Reporter: Ahmad Febrian | Editor: Ahmad Febrian
Meski Kementerian Komunikasi dan Informatika (Kominfo) sudah mengembalikan tarif interkoneksi ke skema lama, polemik tak kunjung berhenti. Indosat Ooredoo bertekad tetap memakai tarif interkoneksi baru. “Dengan penurunan tarif interkoneksi ini, masyarakat akan dapat menikmati layanan telekomunikasi dengan harga yang lebih terjangkau,” kata Alexander Rusli, Presiden Direktur dan CEO Indosat Ooredoo, dalam pernyataan tertulis pekan lalu.
Yaqut Cholil Qoumas, Anggota Komisi VI FPKB DPR RI, memaparkan terkait prinsip keadilan dan persaingan usaha yang sehat, sebaiknya berlakukan skema asimetris dalam perhitungan dasar biaya interkoneksi. “Artinya, dengan skema asimetris, biaya interkoneksi berdasarkan pada biaya yang dikeluarkan atas kerja keras membangun jaringan dan efisiensi dari masing-masing operator (cost based)," ungkapnya, Senin (5/9).
Biaya interkoneksi merupakan cost recovery operator. Berdasarkan RDPU Komisi I DPR dengan para operator akhir Agustus lalu, cost recovery Telkom dan Telkomsel sebesar Rp 285 per menit. Sedangkan cost recovery, Indosat Rp 86 per menit, XL Axiata Rp 65 per menit, Smartfren Rp100 per menit dan Tri Rp120 per menit. "Dengan demikian, tarif interkoneksi yang rencananya Rp 204 per menit jauh di bawah cost recovery Telkom dan Telkomsel," terangnya. Dengan kata lain, BUMN tersebut harus nombok.

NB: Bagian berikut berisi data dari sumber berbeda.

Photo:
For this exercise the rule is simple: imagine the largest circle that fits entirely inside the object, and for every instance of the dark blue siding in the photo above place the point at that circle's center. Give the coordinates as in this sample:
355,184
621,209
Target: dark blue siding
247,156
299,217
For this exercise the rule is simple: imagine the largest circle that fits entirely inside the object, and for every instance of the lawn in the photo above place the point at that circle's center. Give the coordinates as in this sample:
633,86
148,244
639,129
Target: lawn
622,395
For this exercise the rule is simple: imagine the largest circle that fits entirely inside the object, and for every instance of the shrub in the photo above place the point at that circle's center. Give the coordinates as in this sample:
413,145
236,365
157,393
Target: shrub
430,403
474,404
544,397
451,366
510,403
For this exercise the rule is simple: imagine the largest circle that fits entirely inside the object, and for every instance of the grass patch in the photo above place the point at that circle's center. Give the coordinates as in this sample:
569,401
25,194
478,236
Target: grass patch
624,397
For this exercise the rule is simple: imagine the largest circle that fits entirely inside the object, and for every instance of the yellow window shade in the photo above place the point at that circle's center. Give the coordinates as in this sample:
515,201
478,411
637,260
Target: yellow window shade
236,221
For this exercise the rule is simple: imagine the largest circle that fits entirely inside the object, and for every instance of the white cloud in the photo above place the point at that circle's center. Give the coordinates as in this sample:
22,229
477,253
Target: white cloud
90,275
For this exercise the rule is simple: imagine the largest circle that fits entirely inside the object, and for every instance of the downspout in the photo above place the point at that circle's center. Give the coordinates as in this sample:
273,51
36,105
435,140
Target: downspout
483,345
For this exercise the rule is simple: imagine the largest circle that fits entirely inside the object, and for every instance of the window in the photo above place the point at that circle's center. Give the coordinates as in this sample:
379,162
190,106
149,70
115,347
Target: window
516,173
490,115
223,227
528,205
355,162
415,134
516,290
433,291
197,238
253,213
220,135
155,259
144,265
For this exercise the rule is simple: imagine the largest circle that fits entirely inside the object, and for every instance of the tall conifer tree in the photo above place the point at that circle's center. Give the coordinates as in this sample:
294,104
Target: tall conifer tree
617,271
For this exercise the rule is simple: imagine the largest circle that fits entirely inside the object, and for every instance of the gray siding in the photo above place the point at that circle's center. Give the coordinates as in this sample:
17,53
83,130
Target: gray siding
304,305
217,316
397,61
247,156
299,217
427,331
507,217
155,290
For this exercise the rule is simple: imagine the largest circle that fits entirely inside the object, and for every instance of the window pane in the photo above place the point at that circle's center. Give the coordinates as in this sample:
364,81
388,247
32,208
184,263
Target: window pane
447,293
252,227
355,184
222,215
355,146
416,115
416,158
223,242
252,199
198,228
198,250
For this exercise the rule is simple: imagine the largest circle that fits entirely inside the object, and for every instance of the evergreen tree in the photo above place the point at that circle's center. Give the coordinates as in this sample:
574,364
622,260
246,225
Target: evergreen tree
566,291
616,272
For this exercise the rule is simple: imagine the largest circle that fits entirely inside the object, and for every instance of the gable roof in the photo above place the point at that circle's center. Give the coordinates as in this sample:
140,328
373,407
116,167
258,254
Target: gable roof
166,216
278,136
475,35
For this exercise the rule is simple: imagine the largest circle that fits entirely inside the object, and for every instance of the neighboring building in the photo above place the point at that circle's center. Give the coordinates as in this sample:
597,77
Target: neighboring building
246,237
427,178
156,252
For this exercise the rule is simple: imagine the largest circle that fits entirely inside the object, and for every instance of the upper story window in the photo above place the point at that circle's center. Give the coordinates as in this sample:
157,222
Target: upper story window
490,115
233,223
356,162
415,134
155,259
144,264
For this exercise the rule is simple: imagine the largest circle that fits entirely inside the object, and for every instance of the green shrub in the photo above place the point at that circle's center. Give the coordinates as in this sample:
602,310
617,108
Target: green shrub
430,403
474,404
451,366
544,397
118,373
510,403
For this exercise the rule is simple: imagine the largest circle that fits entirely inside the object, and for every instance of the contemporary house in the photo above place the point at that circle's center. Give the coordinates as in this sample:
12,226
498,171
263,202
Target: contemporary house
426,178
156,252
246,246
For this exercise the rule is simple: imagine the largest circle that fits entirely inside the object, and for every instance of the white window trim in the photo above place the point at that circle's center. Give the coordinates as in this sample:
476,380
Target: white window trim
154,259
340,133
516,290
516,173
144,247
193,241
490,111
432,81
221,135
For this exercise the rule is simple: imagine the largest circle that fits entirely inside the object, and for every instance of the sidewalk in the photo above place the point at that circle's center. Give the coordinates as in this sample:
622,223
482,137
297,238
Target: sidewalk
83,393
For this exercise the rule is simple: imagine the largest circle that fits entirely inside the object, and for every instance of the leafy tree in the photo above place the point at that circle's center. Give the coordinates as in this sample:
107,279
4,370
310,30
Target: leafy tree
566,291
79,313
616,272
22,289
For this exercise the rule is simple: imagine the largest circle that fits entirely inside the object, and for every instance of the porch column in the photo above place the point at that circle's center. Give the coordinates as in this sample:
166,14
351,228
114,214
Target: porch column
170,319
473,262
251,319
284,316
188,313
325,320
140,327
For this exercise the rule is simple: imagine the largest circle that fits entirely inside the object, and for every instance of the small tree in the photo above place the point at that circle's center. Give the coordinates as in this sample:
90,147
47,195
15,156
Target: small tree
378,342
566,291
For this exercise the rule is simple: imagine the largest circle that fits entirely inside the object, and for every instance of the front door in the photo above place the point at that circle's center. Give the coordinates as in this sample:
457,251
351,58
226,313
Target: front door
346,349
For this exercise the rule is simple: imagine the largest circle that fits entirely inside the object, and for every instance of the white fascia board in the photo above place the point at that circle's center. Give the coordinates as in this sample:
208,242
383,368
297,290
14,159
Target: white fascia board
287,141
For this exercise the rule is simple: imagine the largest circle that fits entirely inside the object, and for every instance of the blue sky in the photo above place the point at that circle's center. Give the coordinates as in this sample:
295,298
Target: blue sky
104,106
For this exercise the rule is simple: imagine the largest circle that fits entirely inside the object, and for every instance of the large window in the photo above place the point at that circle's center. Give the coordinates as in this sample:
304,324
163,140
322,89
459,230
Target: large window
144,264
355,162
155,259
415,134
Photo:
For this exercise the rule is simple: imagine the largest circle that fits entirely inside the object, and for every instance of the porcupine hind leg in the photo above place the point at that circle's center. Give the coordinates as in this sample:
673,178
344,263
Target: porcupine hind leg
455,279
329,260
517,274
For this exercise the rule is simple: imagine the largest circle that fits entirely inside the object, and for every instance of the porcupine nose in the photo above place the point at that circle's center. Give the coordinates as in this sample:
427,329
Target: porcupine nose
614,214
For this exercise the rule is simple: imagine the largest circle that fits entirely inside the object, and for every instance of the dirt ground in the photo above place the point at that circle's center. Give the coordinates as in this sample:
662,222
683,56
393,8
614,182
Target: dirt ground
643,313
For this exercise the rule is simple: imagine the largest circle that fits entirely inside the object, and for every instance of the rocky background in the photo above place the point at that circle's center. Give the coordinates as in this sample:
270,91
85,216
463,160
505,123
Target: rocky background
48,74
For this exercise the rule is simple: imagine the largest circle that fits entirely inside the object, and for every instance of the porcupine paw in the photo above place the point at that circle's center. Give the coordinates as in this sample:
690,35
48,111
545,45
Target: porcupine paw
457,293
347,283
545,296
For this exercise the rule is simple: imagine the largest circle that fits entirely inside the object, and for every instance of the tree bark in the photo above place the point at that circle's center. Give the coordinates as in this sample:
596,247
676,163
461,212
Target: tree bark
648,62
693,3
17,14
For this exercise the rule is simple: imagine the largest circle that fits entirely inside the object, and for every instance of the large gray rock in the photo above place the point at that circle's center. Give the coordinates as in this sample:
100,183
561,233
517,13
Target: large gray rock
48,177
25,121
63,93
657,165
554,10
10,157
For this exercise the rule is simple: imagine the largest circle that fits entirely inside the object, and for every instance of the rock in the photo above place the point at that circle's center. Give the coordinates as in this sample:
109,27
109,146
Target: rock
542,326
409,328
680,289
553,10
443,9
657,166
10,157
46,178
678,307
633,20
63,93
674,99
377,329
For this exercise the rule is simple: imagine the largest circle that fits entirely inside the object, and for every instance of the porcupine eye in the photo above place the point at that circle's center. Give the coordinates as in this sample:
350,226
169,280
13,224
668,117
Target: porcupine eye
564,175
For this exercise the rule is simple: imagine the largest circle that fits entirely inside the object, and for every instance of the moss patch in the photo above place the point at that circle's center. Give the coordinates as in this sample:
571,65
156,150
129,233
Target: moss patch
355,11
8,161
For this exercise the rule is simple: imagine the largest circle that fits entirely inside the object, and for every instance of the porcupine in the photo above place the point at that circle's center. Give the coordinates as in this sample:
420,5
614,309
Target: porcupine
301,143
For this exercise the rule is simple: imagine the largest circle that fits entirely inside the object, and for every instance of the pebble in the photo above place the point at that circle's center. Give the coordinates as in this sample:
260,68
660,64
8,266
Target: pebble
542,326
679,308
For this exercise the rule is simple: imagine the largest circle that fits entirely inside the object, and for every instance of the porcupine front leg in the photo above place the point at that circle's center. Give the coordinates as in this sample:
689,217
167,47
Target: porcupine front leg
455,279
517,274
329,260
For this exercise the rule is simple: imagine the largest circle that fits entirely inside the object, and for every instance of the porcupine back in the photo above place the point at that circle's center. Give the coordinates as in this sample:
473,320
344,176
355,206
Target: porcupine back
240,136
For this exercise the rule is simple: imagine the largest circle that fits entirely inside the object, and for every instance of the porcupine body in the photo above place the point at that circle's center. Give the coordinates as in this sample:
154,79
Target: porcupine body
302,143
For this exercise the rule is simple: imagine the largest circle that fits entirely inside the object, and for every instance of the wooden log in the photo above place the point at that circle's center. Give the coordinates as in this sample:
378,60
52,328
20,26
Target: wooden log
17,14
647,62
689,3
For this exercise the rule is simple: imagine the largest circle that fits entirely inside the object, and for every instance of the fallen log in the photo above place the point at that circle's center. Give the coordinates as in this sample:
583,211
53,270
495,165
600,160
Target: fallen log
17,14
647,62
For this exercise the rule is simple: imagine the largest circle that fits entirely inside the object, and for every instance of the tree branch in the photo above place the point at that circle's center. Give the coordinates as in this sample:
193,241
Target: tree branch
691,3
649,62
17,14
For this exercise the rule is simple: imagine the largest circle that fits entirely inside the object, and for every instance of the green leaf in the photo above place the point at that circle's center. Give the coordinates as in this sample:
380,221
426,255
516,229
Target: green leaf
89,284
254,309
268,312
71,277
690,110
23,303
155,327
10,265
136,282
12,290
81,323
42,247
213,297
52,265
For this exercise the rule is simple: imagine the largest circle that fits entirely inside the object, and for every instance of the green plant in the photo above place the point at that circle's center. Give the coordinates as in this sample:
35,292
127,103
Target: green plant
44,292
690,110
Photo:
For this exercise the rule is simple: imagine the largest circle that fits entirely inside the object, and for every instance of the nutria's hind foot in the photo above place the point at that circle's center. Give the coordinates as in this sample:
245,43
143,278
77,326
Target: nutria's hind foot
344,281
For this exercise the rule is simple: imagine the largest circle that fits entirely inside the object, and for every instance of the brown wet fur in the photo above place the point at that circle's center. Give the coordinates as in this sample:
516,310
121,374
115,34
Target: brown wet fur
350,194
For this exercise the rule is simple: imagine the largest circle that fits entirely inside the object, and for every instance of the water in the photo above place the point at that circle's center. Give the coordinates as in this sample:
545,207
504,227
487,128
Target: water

Bagaimana klaim tarif ke masyarakat semakin murah dengan penurunan tarif interkoneksi? Betul, tapi tidak signifikan. Dalam rapat dengan DPR Menkominfo Rudiantara menjelaskan, kontribusi tarif interkoneksi ke tarif ritel masyarakat adalah 15%. Jadi, kalau turun 26% cuma menurunkan tarif masyarakat 3,7%. Kalau memang berniat ingin menurunkan tarif ke masyarakat, silakan turunkan biaya yang kontribusinya tinggi, seperti marketing, biaya promosi dan margin. Beranikah operator?